First, one must consider the affair and/or the potential affairs between the adult characters of the book. For example, look at Doug’s parents. They end up getting a separation because Doug’s father has a steamy affair with a younger lady. This younger lady suddenly disappears, much like Daisy disappears back into Tom’s arms at the end of The Great Gatsby. Further, there is an affair that is, at least, proposed by Philip’s art teacher. He is so enamored with Philip’s mom that he writes long letters of seduction in a pretentious style. Even though it is a different medium, this part reminds me a lot of Gatsby’s extensive tea party he sets up at Nick’s house in order to impress Daisy.
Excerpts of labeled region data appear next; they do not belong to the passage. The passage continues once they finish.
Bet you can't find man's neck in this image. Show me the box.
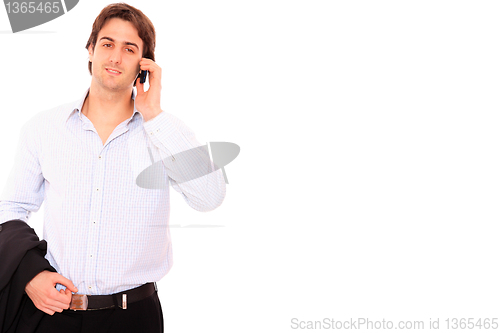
[82,84,134,125]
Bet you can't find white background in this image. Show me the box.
[0,0,500,332]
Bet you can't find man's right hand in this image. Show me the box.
[25,271,78,316]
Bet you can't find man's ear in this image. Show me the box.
[89,45,94,62]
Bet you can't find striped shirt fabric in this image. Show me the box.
[0,89,226,295]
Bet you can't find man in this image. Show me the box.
[0,3,226,333]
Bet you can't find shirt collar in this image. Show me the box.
[66,87,142,121]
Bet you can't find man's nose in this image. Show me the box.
[109,48,122,64]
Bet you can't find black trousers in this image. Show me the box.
[31,291,163,333]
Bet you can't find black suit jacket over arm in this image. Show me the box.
[0,220,56,333]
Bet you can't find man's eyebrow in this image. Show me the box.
[99,36,140,50]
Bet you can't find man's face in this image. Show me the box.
[89,18,143,91]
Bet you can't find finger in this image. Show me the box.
[52,273,78,293]
[135,78,144,94]
[49,290,71,306]
[43,298,71,309]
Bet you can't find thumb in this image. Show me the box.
[52,273,78,293]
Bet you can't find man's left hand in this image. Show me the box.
[135,58,162,122]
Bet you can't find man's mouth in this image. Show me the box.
[106,68,121,75]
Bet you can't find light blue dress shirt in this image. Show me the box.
[0,90,226,295]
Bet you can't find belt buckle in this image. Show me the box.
[69,294,89,311]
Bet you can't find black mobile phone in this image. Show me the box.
[139,71,148,83]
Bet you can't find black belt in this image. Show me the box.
[69,282,157,311]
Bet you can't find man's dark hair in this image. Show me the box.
[85,3,156,85]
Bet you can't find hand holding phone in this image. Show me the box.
[139,70,148,83]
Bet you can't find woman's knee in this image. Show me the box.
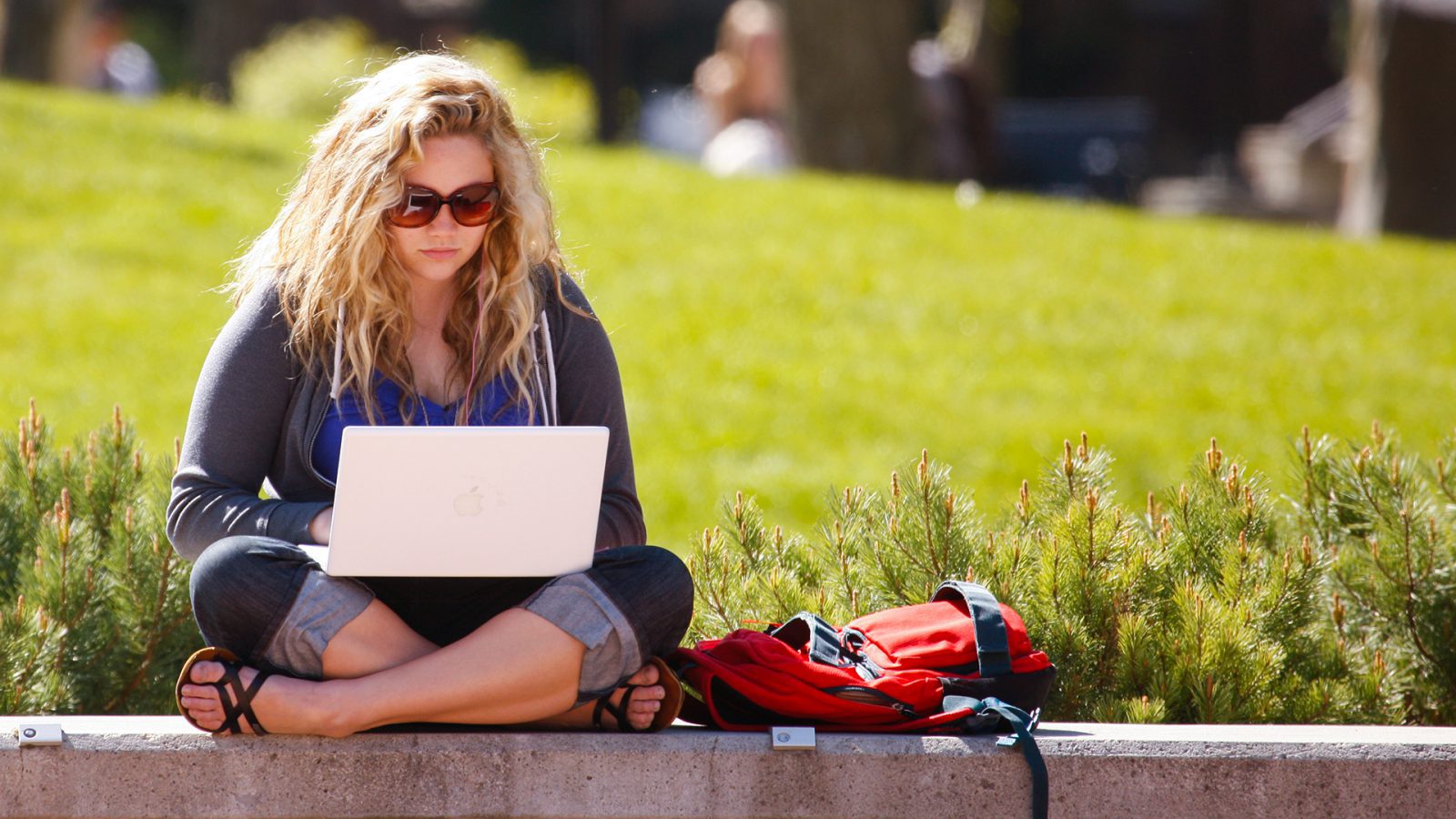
[592,547,693,654]
[191,536,308,659]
Further, we can also take a few exploits of Ben Trotter near the end of the book when thinking about comparisons about love. Ben is thrilled about his first sex-experience with Cicely, and can’t wait to attend college in order to have more experiences like that. It is the quotation relating to this that relates very well to Fitzgerald’s book and the theme of love:
He was lucky, wasn’t he, to have felt that way? Lucky Uncle Benjamin! To have known happiness like that, and to have held on to it, even for a moment.
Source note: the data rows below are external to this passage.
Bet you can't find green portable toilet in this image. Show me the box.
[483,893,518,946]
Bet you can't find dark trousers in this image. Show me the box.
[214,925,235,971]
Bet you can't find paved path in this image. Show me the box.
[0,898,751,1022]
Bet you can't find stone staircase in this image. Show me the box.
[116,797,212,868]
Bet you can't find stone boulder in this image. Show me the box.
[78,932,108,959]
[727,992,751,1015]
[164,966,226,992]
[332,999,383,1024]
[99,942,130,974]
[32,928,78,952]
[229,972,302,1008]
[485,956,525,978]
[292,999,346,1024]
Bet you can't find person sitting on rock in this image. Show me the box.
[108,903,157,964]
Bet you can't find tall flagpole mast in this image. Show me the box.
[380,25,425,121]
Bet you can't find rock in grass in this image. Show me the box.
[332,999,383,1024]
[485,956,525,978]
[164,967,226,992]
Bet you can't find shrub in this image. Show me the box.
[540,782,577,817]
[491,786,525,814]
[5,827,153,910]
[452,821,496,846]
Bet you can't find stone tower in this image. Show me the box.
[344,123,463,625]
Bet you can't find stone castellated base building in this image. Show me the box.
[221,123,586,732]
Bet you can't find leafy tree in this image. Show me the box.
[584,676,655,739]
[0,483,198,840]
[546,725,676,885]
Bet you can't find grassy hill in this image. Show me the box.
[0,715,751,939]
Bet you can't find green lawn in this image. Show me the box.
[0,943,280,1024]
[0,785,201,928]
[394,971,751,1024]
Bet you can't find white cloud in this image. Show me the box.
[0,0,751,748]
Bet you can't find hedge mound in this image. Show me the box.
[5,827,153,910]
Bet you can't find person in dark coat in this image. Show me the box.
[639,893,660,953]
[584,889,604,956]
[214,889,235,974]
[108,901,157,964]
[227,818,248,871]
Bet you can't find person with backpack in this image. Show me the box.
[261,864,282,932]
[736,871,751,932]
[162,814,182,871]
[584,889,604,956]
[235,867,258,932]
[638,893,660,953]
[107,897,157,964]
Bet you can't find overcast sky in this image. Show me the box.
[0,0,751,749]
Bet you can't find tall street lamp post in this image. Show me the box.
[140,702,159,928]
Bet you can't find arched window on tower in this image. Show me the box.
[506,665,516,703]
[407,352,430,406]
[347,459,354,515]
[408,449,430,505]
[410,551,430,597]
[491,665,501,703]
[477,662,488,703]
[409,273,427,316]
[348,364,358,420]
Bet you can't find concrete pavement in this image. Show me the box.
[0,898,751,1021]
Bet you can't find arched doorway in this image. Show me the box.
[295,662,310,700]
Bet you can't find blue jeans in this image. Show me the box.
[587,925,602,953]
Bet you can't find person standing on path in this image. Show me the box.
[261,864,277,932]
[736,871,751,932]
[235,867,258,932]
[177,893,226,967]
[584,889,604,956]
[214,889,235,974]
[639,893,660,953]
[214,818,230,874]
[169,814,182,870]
Here we see a similarity to Gatsby’s elusive “green light” of Daisy, the light that Gatsby continually stretches his arms out to, but never fully achieves. This quote suggests the same thing. Even though Ben (and Gatsby) have beautiful affairs with Cecily (and Daisy), they only “held on to” love for a moment. It continues to elude them. This quotation (and others) show that the characters of the book won’t ever reach their goals in love.
In conclusion, I am taken with the idea that The Great Gatsby would be so very interesting if told from the perspective of Daisy’s daughter, the “beautiful little fool,” and how she grew up. This is (kind of) what we get when we consider Ben’s story.